Webster Equity Partners Plans Sale of Bristol Hospice

Private equity firm Webster Equity Partners is considering the sale of Bristol Hospice, which operates 35 locations across 10 states, PE Hub has reported. Bristol’s EBITDA is in excess of $70 million, indicating that the company is about seven times larger than when Webster first acquired it in 2017, according to PE Hub.

That degree of growth is not surprising given Bristol’s emphasis on growth. The company completed nine acquisitions during 2020 and 14 in total since Webster purchased the agency. Webster did not comment to Hospice News on the potential sale.

“Bristol, based in Salt Lake City, Utah, is among the last remaining independent hospice platforms available of scale available for investment — after Care Hospice and St. Croix Hospice agreed to trade hands around mid-teens EBITDA multiples last October,” the PE Hub report stated.

Advertisement

Private equity activity in the hospice space has spiked in recent years, with buyers largely driven by demographic tailwinds, rising utilization and the need to build scale for participation in value-based payment models such as Medicare Advantage or the Center for Medicare & Medicaid Innovation’s direct contracting programs. On the seller side, record high multiples for hospice companies have made investor-owners’ mouths water.

Bristol has often been at the forefront of this activity, given the number of transactions it completed last year. Among its 2020 transactions were the purchases of Remita Health in September, Sojourn Hospice & Palliative Care in March and the hospice operations of Visiting Nurse Association of the Inland Counties (VNA). Financial terms for these transactions were undisclosed.

Early this month, Bristol purchased the California operations of Companion Hospice for a confidential sum, filling a gap in its geographic service area. Companion retained its Texas and Arizona locations.

Advertisement

“By our account, they’ve done at least 15 acquisitions in the past three years, so the timing probably about right for them to give their investors a really nice return on their capital,” Cory Mertz, managing partner at the M&A advisory firm Mertz Taggart, told Hospice News. “Contributing to the alleged decision is the fact that hospice valuations are still very strong.”

Hospice multiples reached as high as 26x during 2020, but high price tags have not scared away buyers.

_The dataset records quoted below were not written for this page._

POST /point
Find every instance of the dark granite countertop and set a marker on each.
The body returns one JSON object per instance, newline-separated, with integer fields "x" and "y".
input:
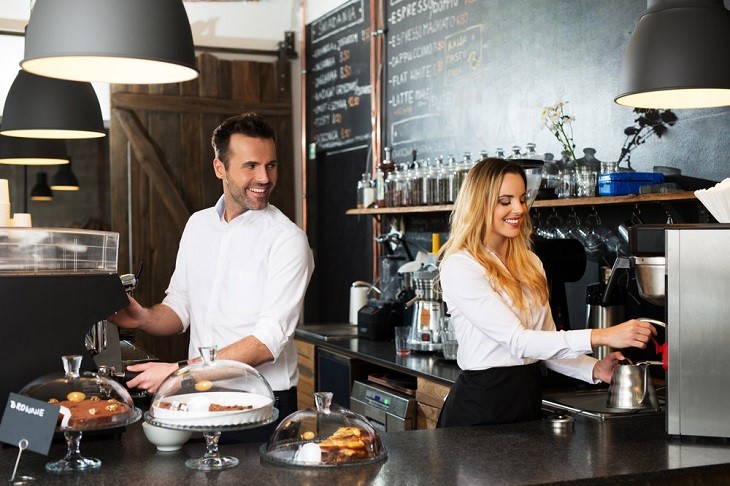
{"x": 423, "y": 364}
{"x": 526, "y": 453}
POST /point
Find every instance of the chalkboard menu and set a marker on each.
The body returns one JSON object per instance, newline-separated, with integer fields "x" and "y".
{"x": 433, "y": 65}
{"x": 338, "y": 79}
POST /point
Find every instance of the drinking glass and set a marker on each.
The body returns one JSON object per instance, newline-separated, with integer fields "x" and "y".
{"x": 402, "y": 333}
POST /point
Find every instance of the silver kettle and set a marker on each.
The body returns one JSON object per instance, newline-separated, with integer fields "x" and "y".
{"x": 631, "y": 386}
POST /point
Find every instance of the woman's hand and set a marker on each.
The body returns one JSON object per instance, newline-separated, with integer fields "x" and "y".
{"x": 633, "y": 333}
{"x": 151, "y": 375}
{"x": 603, "y": 370}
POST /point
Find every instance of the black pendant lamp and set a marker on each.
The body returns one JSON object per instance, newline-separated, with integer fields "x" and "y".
{"x": 32, "y": 151}
{"x": 64, "y": 179}
{"x": 41, "y": 191}
{"x": 678, "y": 56}
{"x": 42, "y": 107}
{"x": 114, "y": 41}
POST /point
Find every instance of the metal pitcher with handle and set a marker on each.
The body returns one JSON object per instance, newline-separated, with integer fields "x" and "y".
{"x": 632, "y": 387}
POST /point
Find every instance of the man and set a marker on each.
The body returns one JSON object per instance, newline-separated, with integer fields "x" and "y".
{"x": 241, "y": 271}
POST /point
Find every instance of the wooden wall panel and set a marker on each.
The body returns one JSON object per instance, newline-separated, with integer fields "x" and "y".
{"x": 171, "y": 165}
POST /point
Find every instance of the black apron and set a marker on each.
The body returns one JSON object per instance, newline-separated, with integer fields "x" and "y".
{"x": 493, "y": 396}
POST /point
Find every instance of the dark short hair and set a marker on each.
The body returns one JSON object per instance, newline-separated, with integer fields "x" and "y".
{"x": 248, "y": 124}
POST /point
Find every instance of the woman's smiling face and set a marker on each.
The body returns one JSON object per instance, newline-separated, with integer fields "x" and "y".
{"x": 510, "y": 209}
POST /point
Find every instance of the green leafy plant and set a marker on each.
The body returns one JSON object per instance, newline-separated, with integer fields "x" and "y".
{"x": 650, "y": 122}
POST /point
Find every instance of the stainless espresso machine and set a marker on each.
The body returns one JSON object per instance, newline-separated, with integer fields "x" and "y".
{"x": 56, "y": 286}
{"x": 686, "y": 268}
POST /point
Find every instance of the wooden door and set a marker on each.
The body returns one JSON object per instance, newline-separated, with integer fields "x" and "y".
{"x": 161, "y": 164}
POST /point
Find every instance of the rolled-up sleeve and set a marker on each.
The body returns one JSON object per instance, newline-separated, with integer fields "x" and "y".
{"x": 176, "y": 297}
{"x": 290, "y": 267}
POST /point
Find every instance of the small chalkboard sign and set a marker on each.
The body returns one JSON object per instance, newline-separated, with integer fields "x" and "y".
{"x": 29, "y": 419}
{"x": 338, "y": 79}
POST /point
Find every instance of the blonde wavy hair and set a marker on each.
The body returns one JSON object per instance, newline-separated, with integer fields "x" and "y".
{"x": 471, "y": 222}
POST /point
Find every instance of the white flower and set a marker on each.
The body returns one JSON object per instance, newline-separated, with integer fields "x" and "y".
{"x": 555, "y": 119}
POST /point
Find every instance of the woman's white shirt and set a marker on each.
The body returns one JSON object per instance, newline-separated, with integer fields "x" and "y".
{"x": 492, "y": 332}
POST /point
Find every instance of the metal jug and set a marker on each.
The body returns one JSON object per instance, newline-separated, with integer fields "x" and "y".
{"x": 632, "y": 387}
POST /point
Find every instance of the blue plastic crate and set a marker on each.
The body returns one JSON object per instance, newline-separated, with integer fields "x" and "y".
{"x": 622, "y": 183}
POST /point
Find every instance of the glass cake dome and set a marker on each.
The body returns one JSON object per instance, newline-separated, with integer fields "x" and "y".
{"x": 325, "y": 436}
{"x": 211, "y": 397}
{"x": 88, "y": 401}
{"x": 213, "y": 394}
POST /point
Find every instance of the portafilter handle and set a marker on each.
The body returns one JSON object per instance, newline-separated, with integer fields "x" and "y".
{"x": 621, "y": 262}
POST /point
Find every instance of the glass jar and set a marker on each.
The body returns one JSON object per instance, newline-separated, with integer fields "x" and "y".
{"x": 566, "y": 184}
{"x": 416, "y": 184}
{"x": 425, "y": 183}
{"x": 531, "y": 153}
{"x": 365, "y": 191}
{"x": 589, "y": 160}
{"x": 550, "y": 173}
{"x": 392, "y": 198}
{"x": 451, "y": 190}
{"x": 609, "y": 167}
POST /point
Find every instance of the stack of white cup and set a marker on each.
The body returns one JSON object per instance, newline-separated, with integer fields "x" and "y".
{"x": 4, "y": 203}
{"x": 21, "y": 220}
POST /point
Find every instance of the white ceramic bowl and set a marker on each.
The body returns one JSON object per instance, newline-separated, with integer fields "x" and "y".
{"x": 165, "y": 439}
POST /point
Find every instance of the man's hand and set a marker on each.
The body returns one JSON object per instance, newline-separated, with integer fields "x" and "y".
{"x": 151, "y": 375}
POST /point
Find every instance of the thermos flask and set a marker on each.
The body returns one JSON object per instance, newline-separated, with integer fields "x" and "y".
{"x": 600, "y": 314}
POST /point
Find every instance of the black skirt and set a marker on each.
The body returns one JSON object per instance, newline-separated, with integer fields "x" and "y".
{"x": 494, "y": 396}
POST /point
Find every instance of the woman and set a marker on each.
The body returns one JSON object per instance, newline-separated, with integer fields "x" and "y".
{"x": 496, "y": 291}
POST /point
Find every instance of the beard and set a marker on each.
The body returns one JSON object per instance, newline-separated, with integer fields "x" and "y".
{"x": 242, "y": 198}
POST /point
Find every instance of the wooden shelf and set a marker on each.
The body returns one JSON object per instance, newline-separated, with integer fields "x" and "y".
{"x": 545, "y": 203}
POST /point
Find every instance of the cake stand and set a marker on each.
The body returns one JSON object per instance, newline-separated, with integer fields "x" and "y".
{"x": 212, "y": 460}
{"x": 73, "y": 461}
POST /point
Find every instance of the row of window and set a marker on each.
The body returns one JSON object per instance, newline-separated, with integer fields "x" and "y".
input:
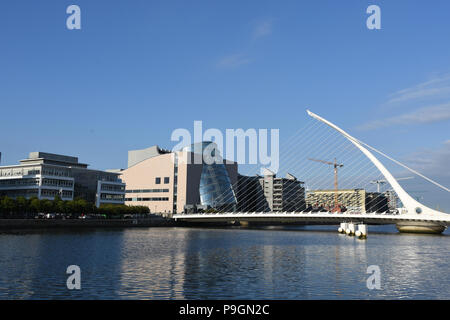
{"x": 19, "y": 182}
{"x": 55, "y": 172}
{"x": 53, "y": 193}
{"x": 146, "y": 190}
{"x": 147, "y": 199}
{"x": 158, "y": 180}
{"x": 57, "y": 183}
{"x": 108, "y": 196}
{"x": 18, "y": 172}
{"x": 19, "y": 193}
{"x": 112, "y": 187}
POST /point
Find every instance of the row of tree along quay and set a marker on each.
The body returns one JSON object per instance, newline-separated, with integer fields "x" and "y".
{"x": 34, "y": 208}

If it comes to fruition as expected, the Bristol Deal could rival the purchase of St. Croix Hospice in October by the private equity firm H.I.G. Capital.

Minnesota-headquartered St. Croix, previously owned by the investment firm the Vistria Group, has a large Midwestern footprint that extends across six states and has completed a number of acquisitions of its own during 2019 and 2020, as well as adding five de novos last year and one so far in 2021.

“Recent transactions certainly continue to bolster the go-forward valuations of larger hospices as well.You’ve got recent comparatives that support it,” said Mark Kulik, managing director for home health and hospice at the M&A firm The Braff Group. “Also, supply and demand, with every new large hospice transaction there’s one less large hospice available in the marketplace. There’s a lot of small providers, but there’s very few large providers.”

Another factor that goes into a sale like this is timing. Private equity groups purchase companies and hold them for a time, building up value for an eventual return. While historically the length of time a PE firm would hold a company was in the area of nine or 10 years, that duration is declining.

The median holding time of private equity assets in 2019 dropped to 4.9 years, according to Pitchbook’s 2019 Annual US PE Breakdown. In 2014 the median holding time was 6.2 years.

“There just happens to be several private equity backed platforms reaching inflection points within their investment cycles that are traditionally three- to seven-year holding periods,” Senior Analyst Jake Vesely from Provident Healthcare Partners told Hospice News. “This is naturally leading groups to explore exits at the same time and as a result, we are seeing increased competition and frothy valuations from both larger private equity firms and strategic buyers.”